The issue is the Arabs who from 1949 till 1967 were occupied by Egypt and Jordan. They were left during those 19 years in a state of squalor – on purpose – by their Arab occupiers. This was done intentionally in order to build up a problematic problem for the State of Israel right next to their small borders. But in 1967, Israel won a war in lightning fashion and liberated these areas that have always historically been the heartland of the Jewish people. But now, Israel had a major refugee issue on it’s hands that was created by the Arab countries who tried to annihilate the State of Israel. This was a 1.5-2 million strong refugee problem. To this day, this problem has not yet been solved. But, the main reason the problem continues is due to the fact that nearly all of the millions of dollars of aid that flows into the hands of the Arab leadership of the refugees stays in the hands of the Arab leadership. The only place the money seems to trickle down into is the hands of their children and closest relatives.

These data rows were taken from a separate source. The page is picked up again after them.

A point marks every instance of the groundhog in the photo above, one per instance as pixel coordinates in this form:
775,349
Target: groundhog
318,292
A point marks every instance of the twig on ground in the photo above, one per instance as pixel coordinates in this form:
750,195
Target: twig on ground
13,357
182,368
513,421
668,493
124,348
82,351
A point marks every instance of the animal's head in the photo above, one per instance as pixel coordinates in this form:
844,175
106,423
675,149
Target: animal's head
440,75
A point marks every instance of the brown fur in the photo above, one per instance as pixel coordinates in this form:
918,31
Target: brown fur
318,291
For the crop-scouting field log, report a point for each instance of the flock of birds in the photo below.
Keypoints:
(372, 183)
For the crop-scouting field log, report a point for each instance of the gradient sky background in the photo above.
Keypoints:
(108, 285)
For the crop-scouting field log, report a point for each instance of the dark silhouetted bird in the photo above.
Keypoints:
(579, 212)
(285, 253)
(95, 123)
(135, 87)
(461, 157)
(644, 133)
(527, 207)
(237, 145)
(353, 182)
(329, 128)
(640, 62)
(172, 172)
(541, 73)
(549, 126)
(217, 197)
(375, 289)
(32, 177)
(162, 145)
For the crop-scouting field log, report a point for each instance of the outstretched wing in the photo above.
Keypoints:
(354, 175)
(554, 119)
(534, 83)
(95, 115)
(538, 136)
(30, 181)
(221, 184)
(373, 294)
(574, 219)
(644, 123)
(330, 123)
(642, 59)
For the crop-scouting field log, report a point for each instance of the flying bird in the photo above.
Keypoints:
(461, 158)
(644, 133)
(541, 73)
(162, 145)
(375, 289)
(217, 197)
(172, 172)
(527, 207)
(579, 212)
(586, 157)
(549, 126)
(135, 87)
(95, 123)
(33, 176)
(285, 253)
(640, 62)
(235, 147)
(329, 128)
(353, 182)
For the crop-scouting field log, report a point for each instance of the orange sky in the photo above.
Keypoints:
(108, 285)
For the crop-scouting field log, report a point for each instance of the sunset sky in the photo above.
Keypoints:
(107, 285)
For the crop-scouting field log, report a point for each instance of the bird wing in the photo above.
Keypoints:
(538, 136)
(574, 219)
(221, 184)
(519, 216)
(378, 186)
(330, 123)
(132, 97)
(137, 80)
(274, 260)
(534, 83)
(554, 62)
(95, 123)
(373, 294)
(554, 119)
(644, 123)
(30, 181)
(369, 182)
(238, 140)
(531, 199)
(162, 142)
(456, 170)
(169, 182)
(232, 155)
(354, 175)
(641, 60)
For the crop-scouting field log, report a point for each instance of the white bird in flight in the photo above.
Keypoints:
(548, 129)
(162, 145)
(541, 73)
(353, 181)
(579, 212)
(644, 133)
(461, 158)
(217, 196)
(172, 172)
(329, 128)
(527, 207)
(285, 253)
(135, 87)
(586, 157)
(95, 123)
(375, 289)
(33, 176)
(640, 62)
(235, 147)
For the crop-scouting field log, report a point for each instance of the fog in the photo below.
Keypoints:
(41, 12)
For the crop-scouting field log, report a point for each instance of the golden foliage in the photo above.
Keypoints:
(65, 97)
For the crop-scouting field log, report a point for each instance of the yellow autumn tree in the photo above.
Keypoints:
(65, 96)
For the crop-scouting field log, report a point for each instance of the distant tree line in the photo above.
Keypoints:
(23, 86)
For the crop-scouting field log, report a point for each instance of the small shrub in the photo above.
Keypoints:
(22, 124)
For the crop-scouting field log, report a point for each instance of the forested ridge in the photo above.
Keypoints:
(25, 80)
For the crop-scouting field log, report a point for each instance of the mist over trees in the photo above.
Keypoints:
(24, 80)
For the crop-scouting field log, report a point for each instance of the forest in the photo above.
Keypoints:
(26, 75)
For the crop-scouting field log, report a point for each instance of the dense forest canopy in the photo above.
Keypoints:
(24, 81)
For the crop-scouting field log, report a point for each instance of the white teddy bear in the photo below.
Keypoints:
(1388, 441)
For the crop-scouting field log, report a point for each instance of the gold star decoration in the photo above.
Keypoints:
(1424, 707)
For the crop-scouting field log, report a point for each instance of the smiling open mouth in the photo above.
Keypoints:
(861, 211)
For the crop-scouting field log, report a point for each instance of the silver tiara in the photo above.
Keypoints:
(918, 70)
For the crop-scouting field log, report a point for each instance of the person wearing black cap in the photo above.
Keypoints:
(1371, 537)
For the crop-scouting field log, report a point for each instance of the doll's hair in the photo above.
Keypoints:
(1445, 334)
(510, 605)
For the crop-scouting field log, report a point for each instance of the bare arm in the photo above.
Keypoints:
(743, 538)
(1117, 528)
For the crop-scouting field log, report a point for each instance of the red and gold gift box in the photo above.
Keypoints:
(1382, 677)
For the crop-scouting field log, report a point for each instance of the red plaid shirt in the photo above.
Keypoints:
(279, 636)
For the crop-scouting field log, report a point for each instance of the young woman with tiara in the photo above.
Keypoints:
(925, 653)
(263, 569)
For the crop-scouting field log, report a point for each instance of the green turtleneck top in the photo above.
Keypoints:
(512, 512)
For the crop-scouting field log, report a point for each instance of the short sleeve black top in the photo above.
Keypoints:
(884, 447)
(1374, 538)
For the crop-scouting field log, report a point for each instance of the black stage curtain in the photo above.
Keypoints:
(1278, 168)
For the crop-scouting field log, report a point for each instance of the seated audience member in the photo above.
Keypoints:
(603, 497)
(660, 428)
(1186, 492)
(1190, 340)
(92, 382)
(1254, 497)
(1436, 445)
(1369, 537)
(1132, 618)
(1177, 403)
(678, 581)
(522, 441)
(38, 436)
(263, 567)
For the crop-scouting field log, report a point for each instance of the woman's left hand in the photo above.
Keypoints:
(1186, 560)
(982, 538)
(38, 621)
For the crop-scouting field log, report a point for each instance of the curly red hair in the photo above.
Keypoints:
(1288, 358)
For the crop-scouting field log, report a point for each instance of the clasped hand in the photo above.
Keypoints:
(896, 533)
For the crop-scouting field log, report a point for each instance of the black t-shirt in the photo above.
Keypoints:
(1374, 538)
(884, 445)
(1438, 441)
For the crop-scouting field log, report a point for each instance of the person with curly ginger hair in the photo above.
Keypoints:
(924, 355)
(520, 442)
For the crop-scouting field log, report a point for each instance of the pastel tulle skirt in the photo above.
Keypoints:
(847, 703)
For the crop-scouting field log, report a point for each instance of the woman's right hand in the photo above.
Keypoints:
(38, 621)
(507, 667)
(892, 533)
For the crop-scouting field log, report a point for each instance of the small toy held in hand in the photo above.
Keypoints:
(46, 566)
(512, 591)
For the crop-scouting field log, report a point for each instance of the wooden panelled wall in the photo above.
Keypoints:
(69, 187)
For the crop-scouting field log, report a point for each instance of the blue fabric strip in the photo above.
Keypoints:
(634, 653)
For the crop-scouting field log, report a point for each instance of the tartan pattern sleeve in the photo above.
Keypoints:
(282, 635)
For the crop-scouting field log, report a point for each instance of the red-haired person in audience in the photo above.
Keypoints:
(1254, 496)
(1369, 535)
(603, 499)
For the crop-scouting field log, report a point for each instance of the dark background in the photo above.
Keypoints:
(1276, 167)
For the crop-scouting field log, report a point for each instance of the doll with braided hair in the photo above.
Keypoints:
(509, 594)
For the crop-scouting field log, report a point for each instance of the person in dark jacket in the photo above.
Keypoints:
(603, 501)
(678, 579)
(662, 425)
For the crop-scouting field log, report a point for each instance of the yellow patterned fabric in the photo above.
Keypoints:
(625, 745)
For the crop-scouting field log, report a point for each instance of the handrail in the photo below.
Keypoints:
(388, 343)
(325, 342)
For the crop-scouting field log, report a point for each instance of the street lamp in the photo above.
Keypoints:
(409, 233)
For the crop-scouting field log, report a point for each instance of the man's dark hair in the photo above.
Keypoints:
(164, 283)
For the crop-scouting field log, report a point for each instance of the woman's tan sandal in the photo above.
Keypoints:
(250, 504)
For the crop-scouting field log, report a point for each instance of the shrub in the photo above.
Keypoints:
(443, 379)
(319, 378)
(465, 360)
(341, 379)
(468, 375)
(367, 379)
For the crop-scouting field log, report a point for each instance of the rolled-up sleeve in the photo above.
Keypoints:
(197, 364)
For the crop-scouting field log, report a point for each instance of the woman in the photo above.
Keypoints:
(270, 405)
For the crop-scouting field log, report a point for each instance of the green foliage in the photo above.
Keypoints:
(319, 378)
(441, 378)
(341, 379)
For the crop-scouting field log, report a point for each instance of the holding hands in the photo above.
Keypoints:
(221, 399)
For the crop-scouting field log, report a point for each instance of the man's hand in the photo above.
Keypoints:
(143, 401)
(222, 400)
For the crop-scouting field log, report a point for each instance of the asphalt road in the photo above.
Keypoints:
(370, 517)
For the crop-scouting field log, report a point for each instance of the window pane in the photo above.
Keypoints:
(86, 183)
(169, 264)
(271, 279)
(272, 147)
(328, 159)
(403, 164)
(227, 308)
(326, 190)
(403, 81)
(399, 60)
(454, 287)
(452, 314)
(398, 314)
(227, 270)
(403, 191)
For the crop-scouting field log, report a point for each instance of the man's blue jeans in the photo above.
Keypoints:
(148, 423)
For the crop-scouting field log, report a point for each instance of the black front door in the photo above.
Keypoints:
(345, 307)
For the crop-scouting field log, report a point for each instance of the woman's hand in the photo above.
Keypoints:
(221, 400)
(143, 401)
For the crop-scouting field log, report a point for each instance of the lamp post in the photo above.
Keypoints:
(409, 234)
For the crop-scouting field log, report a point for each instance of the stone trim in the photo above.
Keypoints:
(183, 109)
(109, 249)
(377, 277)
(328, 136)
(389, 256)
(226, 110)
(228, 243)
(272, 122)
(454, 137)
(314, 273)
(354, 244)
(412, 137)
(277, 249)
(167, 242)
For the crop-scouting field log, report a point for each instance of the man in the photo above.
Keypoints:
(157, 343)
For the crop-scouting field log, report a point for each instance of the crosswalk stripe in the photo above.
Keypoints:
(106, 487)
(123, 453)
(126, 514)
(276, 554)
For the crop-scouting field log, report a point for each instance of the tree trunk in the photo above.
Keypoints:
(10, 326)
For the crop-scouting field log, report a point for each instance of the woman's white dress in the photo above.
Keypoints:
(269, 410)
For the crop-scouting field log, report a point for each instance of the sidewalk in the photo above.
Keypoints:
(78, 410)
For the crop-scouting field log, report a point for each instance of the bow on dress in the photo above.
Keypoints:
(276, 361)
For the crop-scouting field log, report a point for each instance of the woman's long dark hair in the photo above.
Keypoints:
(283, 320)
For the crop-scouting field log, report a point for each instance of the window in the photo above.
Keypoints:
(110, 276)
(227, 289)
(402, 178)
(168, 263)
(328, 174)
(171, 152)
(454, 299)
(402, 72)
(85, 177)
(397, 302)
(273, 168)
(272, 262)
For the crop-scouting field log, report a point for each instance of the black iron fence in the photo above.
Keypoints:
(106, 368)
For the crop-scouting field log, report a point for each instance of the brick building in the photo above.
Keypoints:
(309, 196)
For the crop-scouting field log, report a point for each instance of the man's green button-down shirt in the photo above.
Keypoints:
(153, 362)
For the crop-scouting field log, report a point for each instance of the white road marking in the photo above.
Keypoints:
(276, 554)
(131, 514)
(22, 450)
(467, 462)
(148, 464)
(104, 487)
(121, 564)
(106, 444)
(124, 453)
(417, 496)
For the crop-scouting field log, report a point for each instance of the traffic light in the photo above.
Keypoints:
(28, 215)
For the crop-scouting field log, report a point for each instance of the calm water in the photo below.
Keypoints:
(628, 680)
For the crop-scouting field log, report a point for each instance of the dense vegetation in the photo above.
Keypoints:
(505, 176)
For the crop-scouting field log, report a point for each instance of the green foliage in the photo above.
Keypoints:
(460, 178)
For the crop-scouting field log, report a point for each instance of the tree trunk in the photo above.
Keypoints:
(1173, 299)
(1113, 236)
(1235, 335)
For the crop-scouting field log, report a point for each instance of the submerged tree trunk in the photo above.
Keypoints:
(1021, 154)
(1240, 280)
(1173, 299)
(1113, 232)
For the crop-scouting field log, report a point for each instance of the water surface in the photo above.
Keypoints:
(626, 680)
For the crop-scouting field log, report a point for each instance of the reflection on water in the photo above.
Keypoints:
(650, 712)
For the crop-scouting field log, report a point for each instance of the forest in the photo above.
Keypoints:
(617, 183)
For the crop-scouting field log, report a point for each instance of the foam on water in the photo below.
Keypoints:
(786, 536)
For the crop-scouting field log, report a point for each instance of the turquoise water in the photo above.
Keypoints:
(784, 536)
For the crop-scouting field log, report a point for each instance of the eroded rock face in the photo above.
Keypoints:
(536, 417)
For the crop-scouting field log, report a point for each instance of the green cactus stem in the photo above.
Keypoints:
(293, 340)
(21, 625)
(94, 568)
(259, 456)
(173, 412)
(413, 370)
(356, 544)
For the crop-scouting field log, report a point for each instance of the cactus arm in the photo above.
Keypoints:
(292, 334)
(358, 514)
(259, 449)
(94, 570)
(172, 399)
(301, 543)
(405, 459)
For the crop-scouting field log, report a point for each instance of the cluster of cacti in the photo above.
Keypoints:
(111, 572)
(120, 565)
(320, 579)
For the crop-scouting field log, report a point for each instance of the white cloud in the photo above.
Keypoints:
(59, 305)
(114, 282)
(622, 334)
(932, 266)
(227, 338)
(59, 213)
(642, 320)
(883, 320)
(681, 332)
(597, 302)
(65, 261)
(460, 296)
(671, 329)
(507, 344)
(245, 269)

So what is the solution? It is really not clear. But it seems that the best directions include a combination of Israel encouraging Arab immigration on the one hand and normalization on the other hand for the mass of Arabs who are unhappy with their lot. But any argument that claims that the Arabs deserve to fulfill their dreams of national determination within the borders of the State of Israel are a non-starter. First, Israel must keep it’s borders and towns secure from Arab terrorist threats. Then, they can focus on the thorny and complicated issues of normalizing the problematic Arab population in its midst.